A foreign minister is in charge of his government's relations with other countries. That means that he must, in the course of his work, represent his government. If he represents, in what he says and does, only himself, then he cannot establish relationships between *his government* and foreign governments, he can only establish relationships between himself and foreign governments. When an article says, "the foreign minister said suchandsuch", using his title, it is implying that he spoke in the capacity of foreign minister, i.e., as a representative of his government. If the writer does not mean to imply that the statement represented the view of the Lebanese government, the writer should not employ the title.

Jon’s point is that

Jon’s point is that Lebanon is one of those special departures, ergo, the fallacy of composition has been committed

That is nonsense.
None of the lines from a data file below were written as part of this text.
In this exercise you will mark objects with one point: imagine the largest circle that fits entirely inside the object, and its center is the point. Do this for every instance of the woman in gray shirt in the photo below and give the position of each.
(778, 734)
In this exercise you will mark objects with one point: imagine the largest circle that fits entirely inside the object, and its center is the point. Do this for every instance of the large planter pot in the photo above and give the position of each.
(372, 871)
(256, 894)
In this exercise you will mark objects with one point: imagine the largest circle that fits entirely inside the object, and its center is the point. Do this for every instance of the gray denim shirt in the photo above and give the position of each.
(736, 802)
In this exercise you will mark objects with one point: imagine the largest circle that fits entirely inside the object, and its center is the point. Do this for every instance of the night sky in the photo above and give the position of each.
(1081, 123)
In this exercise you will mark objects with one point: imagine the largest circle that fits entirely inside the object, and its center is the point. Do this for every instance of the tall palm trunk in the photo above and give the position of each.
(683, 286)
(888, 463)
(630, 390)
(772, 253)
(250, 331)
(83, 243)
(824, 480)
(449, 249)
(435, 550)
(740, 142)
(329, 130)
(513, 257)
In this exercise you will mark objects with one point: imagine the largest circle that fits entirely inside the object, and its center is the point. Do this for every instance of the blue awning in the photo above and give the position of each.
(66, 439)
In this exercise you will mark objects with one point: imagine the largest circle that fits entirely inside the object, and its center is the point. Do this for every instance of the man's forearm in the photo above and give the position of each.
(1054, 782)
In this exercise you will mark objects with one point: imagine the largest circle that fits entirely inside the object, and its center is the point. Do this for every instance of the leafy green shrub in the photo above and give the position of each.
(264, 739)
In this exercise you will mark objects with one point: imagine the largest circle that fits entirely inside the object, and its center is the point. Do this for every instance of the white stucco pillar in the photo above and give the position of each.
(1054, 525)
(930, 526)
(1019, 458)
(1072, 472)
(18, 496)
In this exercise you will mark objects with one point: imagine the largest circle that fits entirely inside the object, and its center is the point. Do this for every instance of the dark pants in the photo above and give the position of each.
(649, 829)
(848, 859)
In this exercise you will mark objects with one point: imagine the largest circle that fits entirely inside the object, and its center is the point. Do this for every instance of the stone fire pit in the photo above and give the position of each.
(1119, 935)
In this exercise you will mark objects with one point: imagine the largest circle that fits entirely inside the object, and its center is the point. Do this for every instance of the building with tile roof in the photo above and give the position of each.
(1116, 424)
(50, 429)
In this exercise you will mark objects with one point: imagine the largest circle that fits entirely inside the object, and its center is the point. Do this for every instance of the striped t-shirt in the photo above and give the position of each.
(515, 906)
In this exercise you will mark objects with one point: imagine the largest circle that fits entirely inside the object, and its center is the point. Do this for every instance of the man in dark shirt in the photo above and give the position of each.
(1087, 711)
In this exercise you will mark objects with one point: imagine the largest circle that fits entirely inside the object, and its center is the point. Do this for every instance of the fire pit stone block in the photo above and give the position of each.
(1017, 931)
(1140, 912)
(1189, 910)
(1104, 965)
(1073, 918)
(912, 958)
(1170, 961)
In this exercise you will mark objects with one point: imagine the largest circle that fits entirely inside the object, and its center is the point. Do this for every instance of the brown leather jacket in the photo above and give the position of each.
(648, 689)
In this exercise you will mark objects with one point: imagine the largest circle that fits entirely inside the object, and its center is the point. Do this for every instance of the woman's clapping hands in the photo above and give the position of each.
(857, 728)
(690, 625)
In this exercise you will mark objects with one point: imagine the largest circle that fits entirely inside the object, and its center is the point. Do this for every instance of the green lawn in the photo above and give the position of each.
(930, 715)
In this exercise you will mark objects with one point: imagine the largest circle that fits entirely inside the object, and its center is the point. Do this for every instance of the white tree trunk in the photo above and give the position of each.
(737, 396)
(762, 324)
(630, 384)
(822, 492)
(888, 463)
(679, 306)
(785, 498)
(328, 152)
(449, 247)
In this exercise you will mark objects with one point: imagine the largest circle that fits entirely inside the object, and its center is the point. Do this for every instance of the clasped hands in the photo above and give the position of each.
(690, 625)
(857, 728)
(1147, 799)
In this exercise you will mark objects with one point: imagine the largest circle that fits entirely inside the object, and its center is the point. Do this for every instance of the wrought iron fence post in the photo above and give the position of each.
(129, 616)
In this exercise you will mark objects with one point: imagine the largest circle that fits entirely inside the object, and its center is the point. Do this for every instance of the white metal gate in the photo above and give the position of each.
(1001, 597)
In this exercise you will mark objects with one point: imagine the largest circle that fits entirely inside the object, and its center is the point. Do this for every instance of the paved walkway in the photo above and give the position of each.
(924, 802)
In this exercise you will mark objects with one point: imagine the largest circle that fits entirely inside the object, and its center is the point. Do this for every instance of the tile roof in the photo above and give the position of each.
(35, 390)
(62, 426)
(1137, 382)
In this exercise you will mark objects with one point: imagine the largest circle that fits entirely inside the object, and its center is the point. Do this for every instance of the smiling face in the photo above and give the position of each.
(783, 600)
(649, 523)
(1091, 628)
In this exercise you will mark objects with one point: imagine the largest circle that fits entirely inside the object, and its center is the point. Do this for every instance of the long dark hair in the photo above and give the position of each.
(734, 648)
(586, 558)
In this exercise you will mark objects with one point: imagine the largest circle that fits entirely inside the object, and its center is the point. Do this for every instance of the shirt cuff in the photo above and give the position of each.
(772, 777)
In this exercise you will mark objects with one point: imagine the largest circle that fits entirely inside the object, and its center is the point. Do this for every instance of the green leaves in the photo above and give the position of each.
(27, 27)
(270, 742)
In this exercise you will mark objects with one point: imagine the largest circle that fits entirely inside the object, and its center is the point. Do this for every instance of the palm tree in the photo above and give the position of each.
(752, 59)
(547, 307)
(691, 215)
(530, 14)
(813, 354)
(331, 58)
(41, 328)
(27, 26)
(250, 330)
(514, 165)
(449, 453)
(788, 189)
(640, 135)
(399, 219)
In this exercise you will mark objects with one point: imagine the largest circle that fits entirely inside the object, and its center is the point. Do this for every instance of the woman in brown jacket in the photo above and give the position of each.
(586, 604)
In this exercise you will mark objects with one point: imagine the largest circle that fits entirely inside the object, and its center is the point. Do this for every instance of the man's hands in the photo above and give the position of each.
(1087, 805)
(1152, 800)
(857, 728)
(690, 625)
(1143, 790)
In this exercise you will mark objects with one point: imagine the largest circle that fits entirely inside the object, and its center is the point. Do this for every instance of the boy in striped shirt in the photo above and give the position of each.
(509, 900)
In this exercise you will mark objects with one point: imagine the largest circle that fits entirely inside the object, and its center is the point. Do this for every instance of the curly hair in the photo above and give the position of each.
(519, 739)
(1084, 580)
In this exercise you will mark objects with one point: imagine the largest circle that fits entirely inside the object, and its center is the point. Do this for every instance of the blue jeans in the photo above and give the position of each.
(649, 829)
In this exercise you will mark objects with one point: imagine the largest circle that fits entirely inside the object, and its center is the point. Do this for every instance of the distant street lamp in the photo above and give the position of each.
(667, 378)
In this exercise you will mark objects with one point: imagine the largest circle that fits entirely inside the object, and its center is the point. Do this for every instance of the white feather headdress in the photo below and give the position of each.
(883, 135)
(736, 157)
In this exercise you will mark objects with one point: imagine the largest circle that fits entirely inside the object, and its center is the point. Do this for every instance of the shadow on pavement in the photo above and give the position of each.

The government is as capable as any other government of sending out emissaries who speak on its behalf. It is an empirical, not a logical, question whether the foreign minister spoke on behalf of his government. To claim fallacy composition is to claim that it is a logical question whether he spoke on behalf of his government, it is to rule out an empirical investigation.

Jon's point is that Lebanon

Jon's point is that Lebanon is one of those special departures, ergo, the fallacy of composition has been committed, whereas it wouldn't have been for a similar personage in another country, like Rice.

At any rate, why assume animus behind his concluding remark?

Fallacy of composition and

Fallacy of composition and all that.

Wow, you can make your point without adding a stupid remark at the end. Your point is that the foreign minister may have been speaking for himself rather than as a representative of his government. In contrast, when Condi Rice goes out and she speaks on world affairs, she normally speaks as the representative of the American government. If she says something that does not represent the position of the American government then it is upon the American government to make that clear by disowning her remarks. Absent that, then it is reasonable to take her words as representing the position of the American state. That has nothing to do with the fallacy of composition. It is not fallacious to take Condi's words to foreign leaders as representing the official position of the American state. That is the default interpretation. Departures are special.